Выбрать главу

У Марии не получается вобрать плоть Джея полностью, она помогает себе обхватом пальцев. И это знание приводит меня в небывалый восторг. Я всегда насаживался до самого основания, и знаю, как Джей это любит: чтобы головка упиралась в самое горло. Любит вибрацию стонов, любит ходить по грани боли, чтобы зубы иногда задевали нежную кожу и головку.

Стон готов вырваться из моей груди, но вовремя успеваю спрятать его, впиваясь в собственное плечо, и крепко сжать свой член у основания, останавливая растущее напряжение внизу живота. Джеральд как будто чувствует мое присутствие, открывает глаза и устремляет взгляд в черную поверхность огромных окон, сейчас ставших идеальными зеркалами. В отражении я встречаюсь со взглядом потемневших до цвета антрацита глаз.

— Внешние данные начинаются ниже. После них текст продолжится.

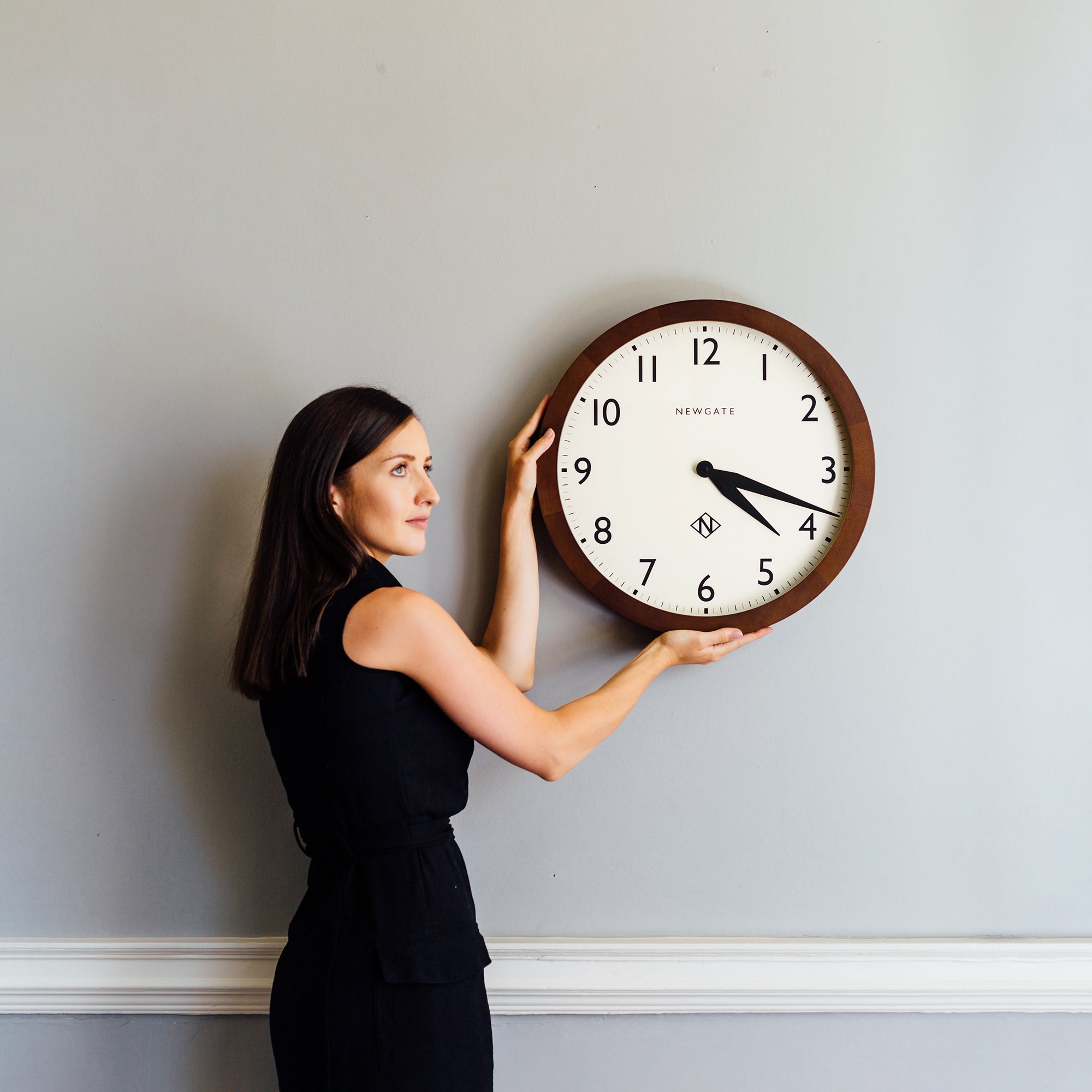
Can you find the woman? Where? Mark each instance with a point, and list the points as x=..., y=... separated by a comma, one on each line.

Ласки рта Марии становятся активнее, она старается угодить жениху, но он смотрит только на меня, наблюдает за тем, как я ублажаю себя. Забывшись, потерявшись в подчиняющей себе потребности, забираюсь рукой под резинку белья и, крепко сжав член, начинаю ускорять движения, кружа большим пальцем по чувствительной головке. И все время неотрывно смотрю в зеркальное отражение Джея. Краем затуманенного зрения замечаю, что он обхватывает голову Марии, призывая действовать быстрее и агрессивнее. И скоро рот девушки двигается в одном ритме со мной.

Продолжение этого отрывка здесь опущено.